THE TIDES OF MANA by Matt Larkin is the first novel in the Heirs of Mana saga. It is a book that automatically wins points with me because of the fact that it doesn't take place in your typical Medieval European setting. Instead, for the first time I've read in a fantasy series, it is Polynesian-based fantasy with use of the myths of Hawaii and other Pacific Island cultures to form the basis of the story. I'd hate to use the description, "Like Moana except more violent and adult" but that's not a bad place to begin.
The premise is that the world has survived the Deluge but the results have been humanity surviving on tiny island kingdoms while the Mer dominate the underwater lands. Namaka the Sea Queen and Pele the Queen of Flames are dueling sisters that each wield fantastic mystical powers over their element. The Mer are racist and brutal towards humanity but that doesn't mean mankind can put aside its own petty conflicts long enough to repel them.
Matt Larkin dumps the reader square into the elaborate and fantastic world that he's created with little preparation.

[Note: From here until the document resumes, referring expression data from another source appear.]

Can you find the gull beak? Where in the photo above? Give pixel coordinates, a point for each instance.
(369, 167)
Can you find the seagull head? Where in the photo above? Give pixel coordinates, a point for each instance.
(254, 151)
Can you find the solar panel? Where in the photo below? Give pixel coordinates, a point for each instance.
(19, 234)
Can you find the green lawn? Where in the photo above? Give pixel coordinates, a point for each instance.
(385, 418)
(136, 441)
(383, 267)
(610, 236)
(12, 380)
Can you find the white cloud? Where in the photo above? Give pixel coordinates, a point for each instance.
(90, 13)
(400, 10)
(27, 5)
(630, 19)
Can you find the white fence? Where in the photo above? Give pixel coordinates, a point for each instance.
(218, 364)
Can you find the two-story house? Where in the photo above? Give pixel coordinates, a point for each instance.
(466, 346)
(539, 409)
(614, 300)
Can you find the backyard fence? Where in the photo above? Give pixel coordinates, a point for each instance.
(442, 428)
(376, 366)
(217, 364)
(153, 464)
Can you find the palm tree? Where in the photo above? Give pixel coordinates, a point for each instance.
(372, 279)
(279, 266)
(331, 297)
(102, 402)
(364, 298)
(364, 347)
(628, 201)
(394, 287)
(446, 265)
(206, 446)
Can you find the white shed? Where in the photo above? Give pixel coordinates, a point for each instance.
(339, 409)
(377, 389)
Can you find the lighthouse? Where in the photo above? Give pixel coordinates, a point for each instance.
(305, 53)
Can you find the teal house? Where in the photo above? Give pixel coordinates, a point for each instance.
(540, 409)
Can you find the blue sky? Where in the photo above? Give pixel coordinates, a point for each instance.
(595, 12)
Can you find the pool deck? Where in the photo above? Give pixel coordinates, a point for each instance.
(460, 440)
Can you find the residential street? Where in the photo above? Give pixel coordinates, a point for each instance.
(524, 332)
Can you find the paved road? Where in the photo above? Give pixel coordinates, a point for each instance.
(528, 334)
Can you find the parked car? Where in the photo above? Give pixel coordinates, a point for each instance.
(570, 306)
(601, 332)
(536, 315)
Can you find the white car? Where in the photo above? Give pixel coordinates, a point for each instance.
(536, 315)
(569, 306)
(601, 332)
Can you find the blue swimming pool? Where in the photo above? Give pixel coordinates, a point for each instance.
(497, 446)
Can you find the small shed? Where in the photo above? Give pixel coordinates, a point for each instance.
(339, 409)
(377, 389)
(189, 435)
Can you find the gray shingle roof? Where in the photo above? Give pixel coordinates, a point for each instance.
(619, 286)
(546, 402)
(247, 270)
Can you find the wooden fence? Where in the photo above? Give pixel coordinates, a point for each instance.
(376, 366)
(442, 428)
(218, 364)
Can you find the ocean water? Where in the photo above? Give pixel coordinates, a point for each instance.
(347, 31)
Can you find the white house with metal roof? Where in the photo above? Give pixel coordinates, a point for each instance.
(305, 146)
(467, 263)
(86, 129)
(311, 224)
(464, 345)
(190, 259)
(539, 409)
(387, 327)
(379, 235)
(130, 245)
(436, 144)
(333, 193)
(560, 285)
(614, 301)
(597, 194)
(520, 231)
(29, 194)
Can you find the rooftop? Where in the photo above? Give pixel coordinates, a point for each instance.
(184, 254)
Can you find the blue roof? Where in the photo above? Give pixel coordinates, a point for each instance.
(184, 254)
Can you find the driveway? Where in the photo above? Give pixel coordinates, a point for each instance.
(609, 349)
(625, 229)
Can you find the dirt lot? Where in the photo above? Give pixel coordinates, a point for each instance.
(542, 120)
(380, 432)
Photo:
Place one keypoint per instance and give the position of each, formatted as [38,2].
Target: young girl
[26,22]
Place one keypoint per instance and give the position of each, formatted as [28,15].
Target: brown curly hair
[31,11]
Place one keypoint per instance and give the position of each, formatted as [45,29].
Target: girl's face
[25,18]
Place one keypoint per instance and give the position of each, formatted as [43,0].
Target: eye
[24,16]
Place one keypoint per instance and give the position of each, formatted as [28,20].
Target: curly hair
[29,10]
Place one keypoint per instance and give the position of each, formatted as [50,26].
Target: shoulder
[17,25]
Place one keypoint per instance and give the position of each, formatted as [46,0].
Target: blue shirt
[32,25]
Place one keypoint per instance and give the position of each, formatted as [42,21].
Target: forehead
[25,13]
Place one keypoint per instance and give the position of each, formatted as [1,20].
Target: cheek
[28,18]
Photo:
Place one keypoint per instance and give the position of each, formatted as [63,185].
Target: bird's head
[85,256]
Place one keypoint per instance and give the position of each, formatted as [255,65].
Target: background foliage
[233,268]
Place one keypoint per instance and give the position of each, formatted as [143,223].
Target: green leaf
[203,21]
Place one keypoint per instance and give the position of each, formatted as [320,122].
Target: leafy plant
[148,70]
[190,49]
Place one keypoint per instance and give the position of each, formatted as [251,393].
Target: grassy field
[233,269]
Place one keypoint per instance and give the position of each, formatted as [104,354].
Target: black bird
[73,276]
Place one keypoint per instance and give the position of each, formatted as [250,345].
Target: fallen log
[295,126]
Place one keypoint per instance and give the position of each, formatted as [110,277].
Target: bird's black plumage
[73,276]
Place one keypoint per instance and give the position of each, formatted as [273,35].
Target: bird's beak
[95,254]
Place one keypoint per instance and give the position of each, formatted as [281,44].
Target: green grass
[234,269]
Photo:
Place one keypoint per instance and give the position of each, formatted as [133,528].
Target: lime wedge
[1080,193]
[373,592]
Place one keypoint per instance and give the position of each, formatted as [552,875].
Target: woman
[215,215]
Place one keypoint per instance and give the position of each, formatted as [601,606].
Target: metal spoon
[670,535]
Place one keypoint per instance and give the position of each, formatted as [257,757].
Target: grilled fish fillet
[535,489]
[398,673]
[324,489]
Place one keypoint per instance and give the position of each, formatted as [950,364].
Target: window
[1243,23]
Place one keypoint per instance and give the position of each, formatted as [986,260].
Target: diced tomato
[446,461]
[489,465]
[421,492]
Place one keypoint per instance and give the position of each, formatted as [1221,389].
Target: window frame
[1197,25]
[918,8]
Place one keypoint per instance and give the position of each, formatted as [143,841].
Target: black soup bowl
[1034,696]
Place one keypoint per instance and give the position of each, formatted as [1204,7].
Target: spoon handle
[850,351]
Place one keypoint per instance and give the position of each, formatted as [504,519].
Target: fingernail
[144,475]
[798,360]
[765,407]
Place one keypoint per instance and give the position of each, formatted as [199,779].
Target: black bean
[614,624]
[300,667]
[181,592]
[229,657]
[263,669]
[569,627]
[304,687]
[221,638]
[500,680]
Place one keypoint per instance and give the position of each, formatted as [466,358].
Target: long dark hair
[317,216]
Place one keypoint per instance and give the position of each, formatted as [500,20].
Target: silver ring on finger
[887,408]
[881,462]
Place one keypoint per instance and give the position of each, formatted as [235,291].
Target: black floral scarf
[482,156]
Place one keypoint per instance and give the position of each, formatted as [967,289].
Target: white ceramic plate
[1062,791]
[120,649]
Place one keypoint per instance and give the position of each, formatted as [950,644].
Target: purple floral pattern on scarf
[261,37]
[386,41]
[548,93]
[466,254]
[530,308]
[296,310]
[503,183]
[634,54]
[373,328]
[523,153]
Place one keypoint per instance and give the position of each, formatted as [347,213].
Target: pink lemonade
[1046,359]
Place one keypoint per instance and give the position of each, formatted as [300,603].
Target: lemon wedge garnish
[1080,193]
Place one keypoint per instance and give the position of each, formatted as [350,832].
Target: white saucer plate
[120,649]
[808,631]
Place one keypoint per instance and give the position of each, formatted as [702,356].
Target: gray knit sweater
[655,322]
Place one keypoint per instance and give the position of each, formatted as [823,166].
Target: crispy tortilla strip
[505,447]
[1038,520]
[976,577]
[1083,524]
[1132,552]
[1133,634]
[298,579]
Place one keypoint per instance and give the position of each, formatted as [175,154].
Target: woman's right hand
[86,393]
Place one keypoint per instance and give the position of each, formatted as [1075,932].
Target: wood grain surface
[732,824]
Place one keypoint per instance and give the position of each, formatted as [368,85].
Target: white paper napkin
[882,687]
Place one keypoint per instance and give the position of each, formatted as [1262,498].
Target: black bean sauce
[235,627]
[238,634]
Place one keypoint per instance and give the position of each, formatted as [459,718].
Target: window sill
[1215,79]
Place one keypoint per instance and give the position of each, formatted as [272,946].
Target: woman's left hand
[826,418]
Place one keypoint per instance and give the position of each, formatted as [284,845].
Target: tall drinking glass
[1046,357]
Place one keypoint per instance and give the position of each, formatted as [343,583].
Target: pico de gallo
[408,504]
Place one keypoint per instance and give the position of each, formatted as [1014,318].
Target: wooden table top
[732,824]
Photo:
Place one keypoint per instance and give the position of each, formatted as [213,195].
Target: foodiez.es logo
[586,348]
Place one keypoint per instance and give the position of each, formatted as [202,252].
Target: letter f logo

This is not an idealised or sanitized version of the Pacific peoples but a violent, politically-orientated, complicated and fascinating group of people. There are taboos, political rivalries, pragamtic decisions, and just enough cultural differences to make sure you never know how individual people are going to react.
The rich world that Matt Larkin has created is not always easy to understand as he makes use of many real-life terms that the meaning must be deduced by context. This is meant to make the work feel more authentic and does but is sometimes confusing. There's many non-authentic fully fantasy elements mixed together with the accurate mythology but that's to be expected with a fantasy novel.
The main characters are a pair of fascinating women who are both supremely arrogant, brutal, and not entirely sympathetic but always grandiose. The god queens fight a fairly grueling war across multiple islands and its some truly well-designed action sequences that mere mortals are easily swept up in. There's also some fascinating and hilarious characters as well like a boar god that is as vulgar as the other goddesses are stately.
If I have any complaints about the book, it is all a bit too much at times. Readers will be deluged with a complicated mythology, politics, and character interactions that can threaten a reader's understanding. Namaka and Pele hate each other for several reasons, often referring to past offenses or outrages with each of their scenes. However, their strong personalities are never boring and that gives grounding for the story.
This is definitely worth checking out and I picked up the sequel almost immediately.